Towards evolution of Deep Neural Networks through contrastive Self-Supervised learning
Adriano Vinhas, João Correia, Penousal Machado
TL;DR
The paper addresses the design-time cost of deep neural networks and the reliance on labeled data by proposing EvoDeNSS, a framework that couples neuroevolution with self-supervised learning to evolve deep networks for image classification. It trains networks either under full supervision or via self-supervised pretraining using Barlow Twins, followed by a fixed linear classifier for the downstream task. On CIFAR-10, EvoDeNSS demonstrates that SSL-evolved networks can achieve competitive performance with limited labeled data and exhibit different structural patterns than fully supervised counterparts.
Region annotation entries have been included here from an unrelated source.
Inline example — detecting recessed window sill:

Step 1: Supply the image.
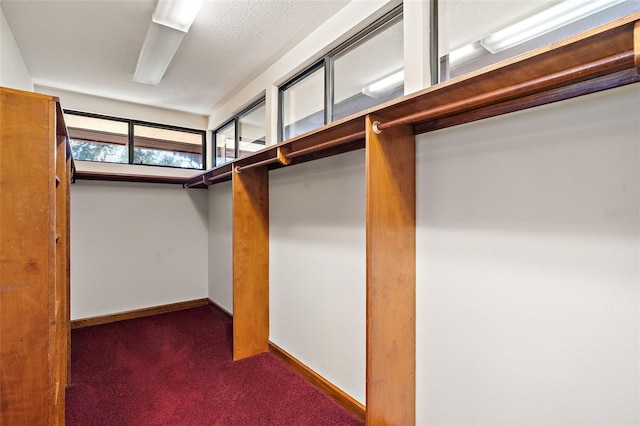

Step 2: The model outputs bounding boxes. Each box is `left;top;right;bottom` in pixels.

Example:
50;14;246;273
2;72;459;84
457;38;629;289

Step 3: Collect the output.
73;160;202;185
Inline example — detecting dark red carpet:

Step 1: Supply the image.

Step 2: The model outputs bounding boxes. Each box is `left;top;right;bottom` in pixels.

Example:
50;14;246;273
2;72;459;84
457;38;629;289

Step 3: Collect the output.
66;306;363;426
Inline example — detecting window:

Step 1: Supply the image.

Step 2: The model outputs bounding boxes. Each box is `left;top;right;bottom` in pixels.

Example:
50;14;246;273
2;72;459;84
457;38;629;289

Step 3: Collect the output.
65;111;205;169
280;62;325;140
214;119;236;166
438;0;640;81
278;6;404;141
213;98;266;167
238;100;266;158
65;112;129;163
133;124;202;169
331;17;404;121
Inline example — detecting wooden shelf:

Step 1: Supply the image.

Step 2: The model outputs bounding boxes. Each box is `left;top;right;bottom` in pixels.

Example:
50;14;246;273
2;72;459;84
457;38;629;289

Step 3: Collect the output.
184;13;640;425
73;171;189;185
184;13;640;188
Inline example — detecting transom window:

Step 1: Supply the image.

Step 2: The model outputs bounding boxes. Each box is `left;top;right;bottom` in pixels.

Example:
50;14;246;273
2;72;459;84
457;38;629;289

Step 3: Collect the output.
65;110;206;169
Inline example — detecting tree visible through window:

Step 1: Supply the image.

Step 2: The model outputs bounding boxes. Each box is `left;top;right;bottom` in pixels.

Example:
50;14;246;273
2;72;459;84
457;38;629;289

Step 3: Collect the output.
65;111;205;169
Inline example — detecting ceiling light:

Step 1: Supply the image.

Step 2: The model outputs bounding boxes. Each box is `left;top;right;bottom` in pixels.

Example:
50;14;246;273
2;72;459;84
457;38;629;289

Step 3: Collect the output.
480;0;624;53
133;22;186;86
362;70;404;98
449;42;487;68
153;0;204;33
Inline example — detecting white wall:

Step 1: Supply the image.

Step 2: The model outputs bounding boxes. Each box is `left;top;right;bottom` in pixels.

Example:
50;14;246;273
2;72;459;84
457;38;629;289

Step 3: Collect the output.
209;0;400;137
71;181;208;319
416;85;640;425
35;85;207;129
0;9;33;91
269;150;366;403
208;181;233;313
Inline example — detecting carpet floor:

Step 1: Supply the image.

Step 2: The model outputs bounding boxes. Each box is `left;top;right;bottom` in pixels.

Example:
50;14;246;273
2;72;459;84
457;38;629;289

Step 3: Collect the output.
66;306;363;426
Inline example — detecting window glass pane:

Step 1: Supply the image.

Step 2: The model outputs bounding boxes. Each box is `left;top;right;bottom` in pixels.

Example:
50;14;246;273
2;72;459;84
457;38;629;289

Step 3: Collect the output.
238;102;266;158
215;121;236;166
133;125;202;169
64;114;129;163
282;67;324;140
332;19;404;120
438;0;640;81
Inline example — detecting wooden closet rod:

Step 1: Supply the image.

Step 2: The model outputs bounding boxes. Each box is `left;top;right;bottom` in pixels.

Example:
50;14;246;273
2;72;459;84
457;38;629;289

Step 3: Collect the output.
374;51;634;131
233;158;278;173
285;130;366;158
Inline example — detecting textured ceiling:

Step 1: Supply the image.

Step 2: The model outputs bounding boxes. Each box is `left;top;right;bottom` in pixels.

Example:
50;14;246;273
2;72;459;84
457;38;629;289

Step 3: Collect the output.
0;0;349;114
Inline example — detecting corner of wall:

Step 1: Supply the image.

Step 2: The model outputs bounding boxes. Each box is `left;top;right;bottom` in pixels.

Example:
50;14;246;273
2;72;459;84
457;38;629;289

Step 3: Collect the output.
0;8;33;92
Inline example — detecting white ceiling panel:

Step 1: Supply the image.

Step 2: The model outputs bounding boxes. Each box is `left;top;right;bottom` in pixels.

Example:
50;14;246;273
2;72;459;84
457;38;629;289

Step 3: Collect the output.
0;0;349;114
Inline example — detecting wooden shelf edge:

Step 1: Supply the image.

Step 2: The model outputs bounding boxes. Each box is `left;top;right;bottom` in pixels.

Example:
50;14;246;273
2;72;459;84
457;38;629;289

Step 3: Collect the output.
73;170;195;185
185;13;640;188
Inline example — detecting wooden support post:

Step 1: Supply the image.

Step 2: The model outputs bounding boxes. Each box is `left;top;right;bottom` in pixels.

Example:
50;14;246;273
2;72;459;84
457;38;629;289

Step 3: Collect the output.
366;116;416;426
232;166;269;360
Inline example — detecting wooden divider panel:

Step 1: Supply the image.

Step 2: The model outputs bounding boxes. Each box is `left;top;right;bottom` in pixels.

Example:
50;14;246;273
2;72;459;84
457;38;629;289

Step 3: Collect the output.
232;166;269;360
366;116;416;426
0;89;56;425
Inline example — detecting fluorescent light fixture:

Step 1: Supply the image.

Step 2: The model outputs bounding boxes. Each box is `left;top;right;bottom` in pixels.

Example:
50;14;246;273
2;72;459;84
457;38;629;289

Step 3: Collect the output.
480;0;624;53
153;0;204;33
449;42;487;68
362;70;404;98
133;22;186;86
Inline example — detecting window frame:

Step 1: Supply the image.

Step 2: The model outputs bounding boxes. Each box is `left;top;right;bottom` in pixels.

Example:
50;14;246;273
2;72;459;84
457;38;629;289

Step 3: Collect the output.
211;96;267;168
278;4;402;142
63;109;207;170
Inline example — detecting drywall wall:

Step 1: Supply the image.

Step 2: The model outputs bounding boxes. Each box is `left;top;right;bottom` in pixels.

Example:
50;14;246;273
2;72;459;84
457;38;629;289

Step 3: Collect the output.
209;0;400;135
208;181;233;313
0;9;33;91
416;85;640;425
35;85;207;129
269;150;366;403
71;181;208;319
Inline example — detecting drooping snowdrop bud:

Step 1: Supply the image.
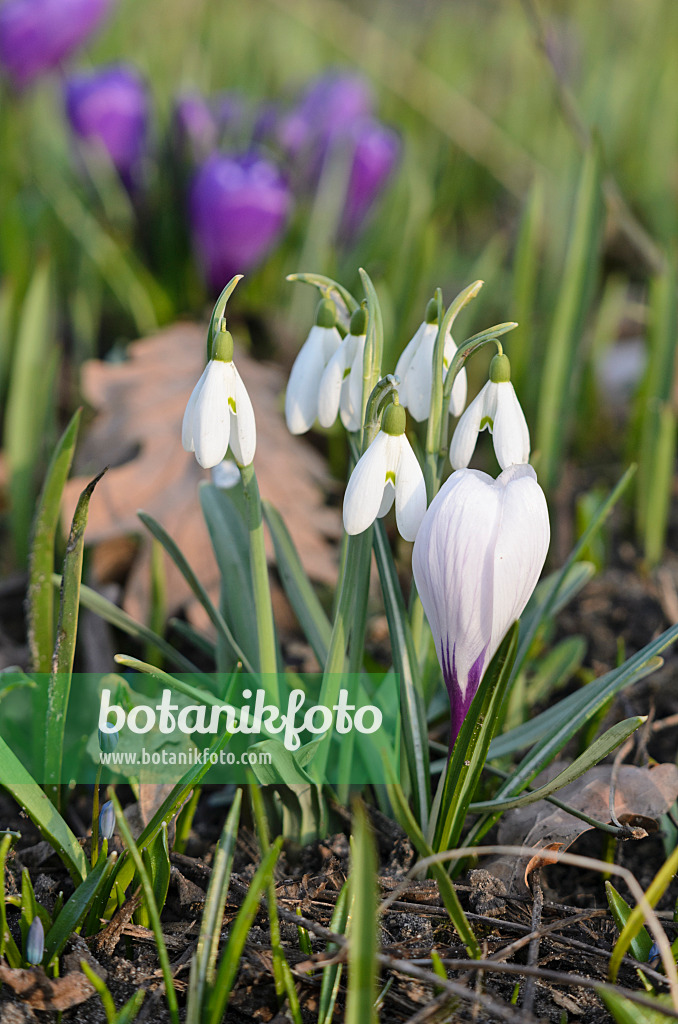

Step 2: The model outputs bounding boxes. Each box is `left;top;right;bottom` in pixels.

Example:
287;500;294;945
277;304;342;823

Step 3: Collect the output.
395;299;467;423
450;353;529;469
317;306;368;430
26;916;45;967
99;800;116;840
344;401;426;541
285;299;341;434
412;465;550;750
181;321;257;469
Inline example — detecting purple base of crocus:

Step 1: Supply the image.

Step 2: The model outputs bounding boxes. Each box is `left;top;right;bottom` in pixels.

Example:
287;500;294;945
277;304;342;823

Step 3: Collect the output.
442;640;488;756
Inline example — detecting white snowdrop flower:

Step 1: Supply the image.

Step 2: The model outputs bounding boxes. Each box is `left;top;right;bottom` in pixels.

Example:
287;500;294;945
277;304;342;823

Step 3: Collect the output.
285;299;341;434
395;299;467;423
317;306;367;430
181;322;257;469
344;403;426;541
412;465;550;750
450;353;529;469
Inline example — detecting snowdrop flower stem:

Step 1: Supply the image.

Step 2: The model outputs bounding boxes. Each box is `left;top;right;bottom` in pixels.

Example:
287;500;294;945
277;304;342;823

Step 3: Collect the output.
240;463;282;699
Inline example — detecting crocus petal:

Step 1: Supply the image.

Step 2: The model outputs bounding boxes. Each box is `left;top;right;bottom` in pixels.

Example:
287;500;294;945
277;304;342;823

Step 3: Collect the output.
317;336;350;427
493;381;529;469
285;325;341;434
393;434;426;541
181;362;210;452
450;381;491;469
193;359;230;469
488;465;551;658
225;362;257;466
344;430;390;534
401;324;438;423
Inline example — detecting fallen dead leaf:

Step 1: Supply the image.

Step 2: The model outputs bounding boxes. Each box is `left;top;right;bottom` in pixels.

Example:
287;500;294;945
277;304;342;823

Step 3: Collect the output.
0;961;94;1011
485;761;678;888
65;324;341;627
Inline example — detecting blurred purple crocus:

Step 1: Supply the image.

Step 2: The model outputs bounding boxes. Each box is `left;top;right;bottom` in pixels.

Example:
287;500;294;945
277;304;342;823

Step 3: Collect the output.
279;71;374;161
341;118;400;239
188;153;292;290
66;65;149;187
0;0;114;88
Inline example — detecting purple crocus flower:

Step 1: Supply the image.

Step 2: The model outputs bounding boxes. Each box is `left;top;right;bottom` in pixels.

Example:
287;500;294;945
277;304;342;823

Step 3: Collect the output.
0;0;113;88
66;65;149;186
279;72;374;160
172;92;217;160
341;119;400;238
188;153;292;290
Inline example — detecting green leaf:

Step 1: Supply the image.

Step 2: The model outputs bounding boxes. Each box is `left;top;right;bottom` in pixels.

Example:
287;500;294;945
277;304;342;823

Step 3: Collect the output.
112;793;179;1024
386;764;480;959
205;837;283;1024
52;572;200;672
469;716;647;814
0;737;89;886
4;263;57;564
262;502;332;665
605;882;652;964
45;469;105;793
433;623;518;853
344;801;379;1024
44;854;116;964
27;409;82;679
186;790;243;1024
536;146;602;489
138;512;255;675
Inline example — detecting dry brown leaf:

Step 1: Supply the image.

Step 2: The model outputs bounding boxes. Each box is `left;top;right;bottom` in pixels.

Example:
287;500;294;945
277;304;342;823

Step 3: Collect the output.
493;761;678;887
0;961;94;1011
65;324;340;625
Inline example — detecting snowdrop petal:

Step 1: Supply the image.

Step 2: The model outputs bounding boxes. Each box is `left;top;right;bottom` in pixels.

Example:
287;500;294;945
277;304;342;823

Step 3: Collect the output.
344;430;390;534
400;324;438;423
226;362;257;466
317;339;348;427
393;434;426;541
493;381;529;469
450;381;492;469
193;359;230;469
285;325;341;434
181;362;210;452
395;321;426;409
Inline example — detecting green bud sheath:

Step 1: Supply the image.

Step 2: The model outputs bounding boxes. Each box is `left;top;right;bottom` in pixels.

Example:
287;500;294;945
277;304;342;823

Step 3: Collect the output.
315;299;337;327
490;354;511;384
212;322;234;362
350;306;368;337
424;299;438;324
381;402;408;437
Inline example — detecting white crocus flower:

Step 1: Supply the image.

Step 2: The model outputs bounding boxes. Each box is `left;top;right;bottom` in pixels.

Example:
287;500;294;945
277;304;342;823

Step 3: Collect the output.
344;404;426;541
285;299;341;434
450;354;529;469
181;327;257;469
412;465;550;750
317;307;367;431
395;299;467;423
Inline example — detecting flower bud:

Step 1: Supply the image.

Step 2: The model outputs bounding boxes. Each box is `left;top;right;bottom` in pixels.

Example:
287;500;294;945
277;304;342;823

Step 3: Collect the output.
66;65;149;187
99;800;116;840
26;916;45;967
0;0;113;88
188;153;292;291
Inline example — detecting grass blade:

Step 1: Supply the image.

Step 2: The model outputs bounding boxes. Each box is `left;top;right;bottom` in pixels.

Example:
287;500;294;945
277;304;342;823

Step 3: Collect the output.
186;790;243;1024
344;801;378;1024
45;469;105;795
111;793;179;1024
27;409;82;673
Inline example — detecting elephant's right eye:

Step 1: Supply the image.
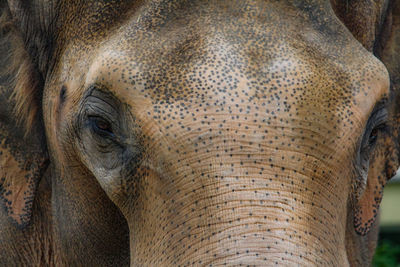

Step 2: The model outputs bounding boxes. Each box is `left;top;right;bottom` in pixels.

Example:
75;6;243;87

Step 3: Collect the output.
88;116;114;137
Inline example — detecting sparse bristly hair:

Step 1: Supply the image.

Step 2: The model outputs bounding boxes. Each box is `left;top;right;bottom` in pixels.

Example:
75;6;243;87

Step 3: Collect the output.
0;6;41;135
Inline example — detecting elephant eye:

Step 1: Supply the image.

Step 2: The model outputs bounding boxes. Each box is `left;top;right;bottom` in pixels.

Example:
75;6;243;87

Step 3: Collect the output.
89;116;114;136
362;109;387;153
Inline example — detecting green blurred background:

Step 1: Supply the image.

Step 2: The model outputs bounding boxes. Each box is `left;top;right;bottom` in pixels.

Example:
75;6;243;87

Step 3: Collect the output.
373;177;400;267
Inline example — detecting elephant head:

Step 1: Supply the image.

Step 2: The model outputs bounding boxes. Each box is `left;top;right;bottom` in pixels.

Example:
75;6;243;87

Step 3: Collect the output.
0;0;399;266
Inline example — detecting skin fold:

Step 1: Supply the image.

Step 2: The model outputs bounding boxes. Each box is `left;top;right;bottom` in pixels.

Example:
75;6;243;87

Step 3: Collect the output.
0;0;400;266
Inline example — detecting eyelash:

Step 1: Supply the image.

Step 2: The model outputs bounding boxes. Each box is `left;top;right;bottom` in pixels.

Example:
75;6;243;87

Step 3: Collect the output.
88;116;114;137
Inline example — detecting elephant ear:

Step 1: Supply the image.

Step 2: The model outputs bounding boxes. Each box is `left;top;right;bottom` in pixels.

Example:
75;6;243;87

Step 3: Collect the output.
331;0;400;235
0;1;49;227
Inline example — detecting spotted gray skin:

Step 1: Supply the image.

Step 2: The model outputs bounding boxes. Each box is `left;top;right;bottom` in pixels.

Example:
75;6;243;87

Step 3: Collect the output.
0;0;399;266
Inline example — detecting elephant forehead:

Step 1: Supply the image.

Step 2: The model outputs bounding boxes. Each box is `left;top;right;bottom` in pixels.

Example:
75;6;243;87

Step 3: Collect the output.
86;31;388;127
The work contributes an integrated methodology, provides empirical results, and releases code to facilitate future exploration of adaptive SSL-driven evolution.
Abstract
Deep Neural Networks (DNNs) have been successfully applied to a wide range of problems. However, two main limitations are commonly pointed out. The first one is that they require long time to design. The other is that they heavily rely on labelled data, which can sometimes be costly and hard to obtain. In order to address the first problem, neuroevolution has been proved to be a plausible option to automate the design of DNNs. As for the second problem, self-supervised learning has been used to leverage unlabelled data to learn representations. Our goal is to study how neuroevolution can help self-supervised learning to bridge the gap to supervised learning in terms of performance. In this work, we propose a framework that is able to evolve deep neural networks using self-supervised learning. Our results on the CIFAR-10 dataset show that it is possible to evolve adequate neural networks while reducing the reliance on labelled data. Moreover, an analysis to the structure of the evolved networks suggests that the amount of labelled data fed to them has less effect on the structure of networks that learned via self-supervised learning, when compared to individuals that relied on supervised learning.